Bericht der UnoMenschliche Entwicklung durch Corona um fünf Jahre zurückgeworfen
Die Lebensverhältnisse der Menschen haben sich im Jahr 2021 in neun von zehn Ländern verschlechtert. Die Ergebnisse bereiten Experten Sorgen.
Die Corona-Pandemie und weitere Krisen haben die Entwicklung der Menschheit laut einem UN-Bericht um fünf Jahre zurückgeworfen. Wie das UN-Entwicklungsprogramm (UNDP) am Donnerstag berichtete, ging der alljährlich veröffentlichte Index der menschlichen Entwicklung erstmals seit seiner Einführung vor mehr als drei Jahrzehnten in den Jahren 2020 und 2021 zweimal in Folge zurück.

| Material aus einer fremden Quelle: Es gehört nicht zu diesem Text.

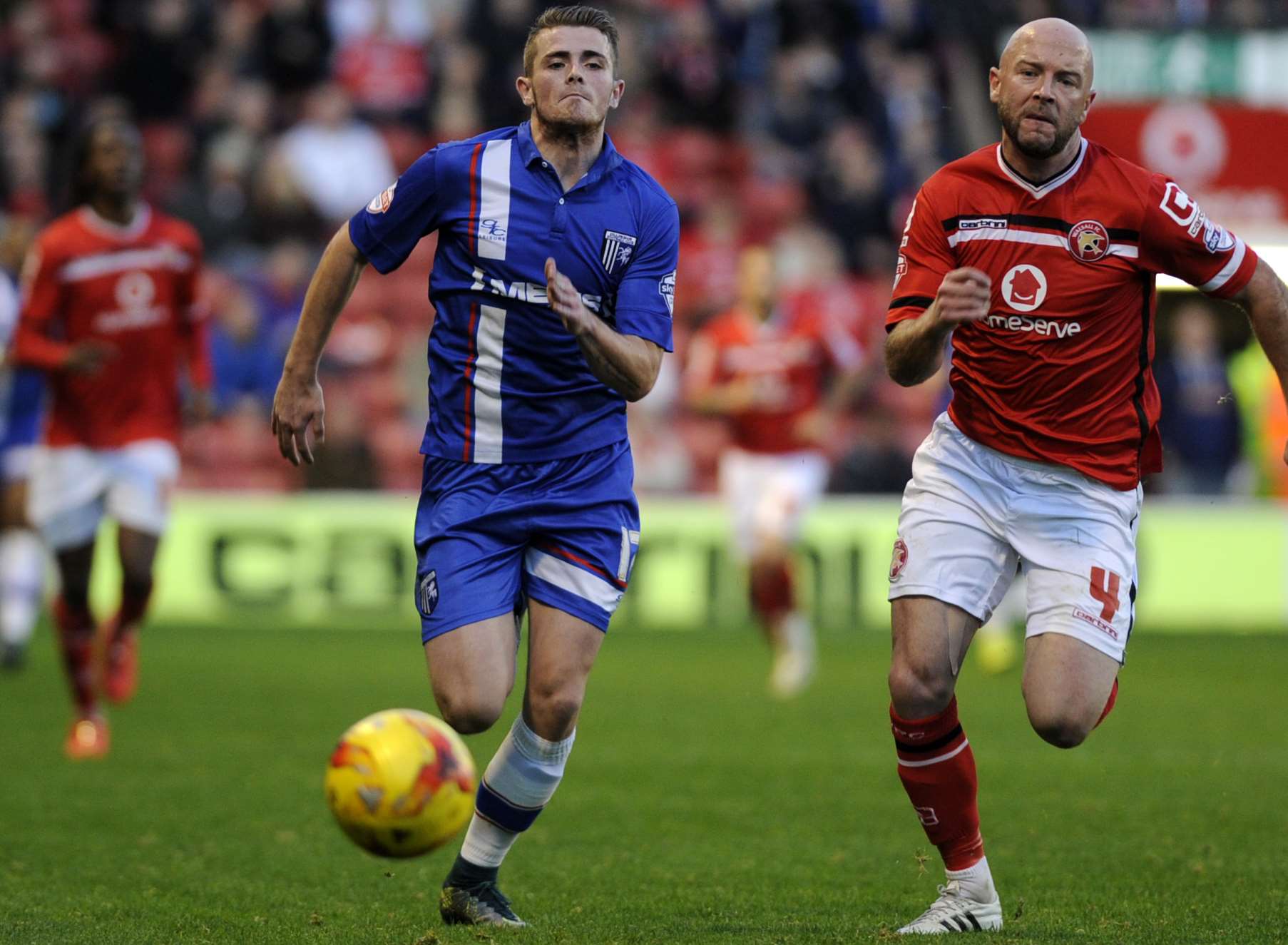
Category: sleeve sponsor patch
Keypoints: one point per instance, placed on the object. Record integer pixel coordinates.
(382, 201)
(666, 289)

Der Index misst durchschnittliche Lebenserwartung, Bildungsniveau und Lebensstandard in Staaten. Der derzeitige Rückgang bedeute, «dass wir früher sterben, weniger gut gebildet sind, dass unsere Einkommen sinken», sagte UNDP-Chef Achim Steiner der Nachrichtenagentur AFP. Dies führe zu einem verbreiteten Gefühl von «Verzweiflung, Frustration, Zukunftsangst».

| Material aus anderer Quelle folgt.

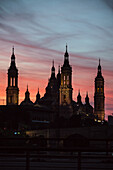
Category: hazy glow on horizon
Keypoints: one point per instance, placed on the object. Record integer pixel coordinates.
(40, 29)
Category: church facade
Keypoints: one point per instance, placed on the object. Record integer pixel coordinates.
(58, 96)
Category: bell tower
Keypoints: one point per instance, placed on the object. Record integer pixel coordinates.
(66, 81)
(12, 91)
(99, 97)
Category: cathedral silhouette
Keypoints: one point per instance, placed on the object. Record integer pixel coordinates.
(57, 101)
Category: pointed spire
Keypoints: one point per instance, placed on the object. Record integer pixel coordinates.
(27, 94)
(13, 50)
(37, 96)
(66, 47)
(87, 98)
(53, 63)
(13, 57)
(99, 61)
(79, 98)
(53, 70)
(59, 69)
(99, 69)
(66, 58)
(27, 87)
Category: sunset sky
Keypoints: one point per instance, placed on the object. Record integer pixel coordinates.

Der Index der menschlichen Entwicklung war über Jahrzehnte hinweg stetig gestiegen. 2020 ging er dann erstmals zurück, 2021 ebenfalls. Dies habe die Errungenschaften der vorgangegangen fünf Jahre zunichte gemacht, erklärte das UN-Entwicklungsprogramm. «Wir können unsere Umstände ewig in Statistiken umschreiben», sagte Steiner. «Die harte Frage, der wir uns stellen müssen, lautet: Woran liegt es, dass wir nicht handeln?»
Laut dem neuen Ranking ist die Schweiz mit einem Index-Wert von 0,962 das höchstentwickelte Land der Welt, nahezu gleichauf mit Norwegen und Island. Deutschland kommt auf 0,942, belegt Rang neun und verliert damit im Vergleich zu 2015 fünf Plätze. Bei der Erstauflage 1990 hatten die Vereinigten Staaten noch geführt, sie kommen jetzt nur noch auf Rang 21. Auf den hintersten Plätzen der 191 untersuchten Staaten liegen Niger, Tschad und Südsudan.
«Wir leben in sehr schmerzlichen Zeiten, egal ob es um eine Welt unter Wasser, ohne Wasser, in Flammen oder inmitten einer Pandemie geht», sagte UNDP-Leiter Achim Steiner. «Die Welt taumelt von Krise zu Krise, gefangen im Kreislauf des Feuerlöschens, ohne dass die Wurzeln unserer Probleme angefasst werden», warnte die UNDP. Ausserdem beobachteten die Statistiker weltweit wachsenden Pessimismus: Sechs von sieben Menschen gäben an, sich unsicher zu fühlen, ein Drittel sagte, dass sie anderen nicht vertrauen.
Fortschritt sei aber beispielsweise dank neuer Computertechnologien, Wissenschaft oder neuer Getreidesorten möglich, so Steiner weiter. In Kenia könne dank ausgiebiger Anstossinvestitionen inzwischen 90 Prozent des Strombedarfs durch erneuerbare Energien gedeckt werden. Gesellschaften, die fossile Brennstoffe finanzierten, machten einen Fehler, sagte er.
In die Berechnung des seit 1990 erscheinenden Indexes zu den Mitgliedsländern der Vereinten Nationen fliessen Kriterien wie Lebenserwartung, Einkommen und Dauer der Schulbildung ein. Ein so flächendeckender Rückgang wie 2021 ist laut Steiner noch nie vorgekommen – selbst auf dem Höhepunkt der Finanzkrise vor rund zehn Jahren sei nur in rund einem von zehn Ländern der Index zurückgegangen.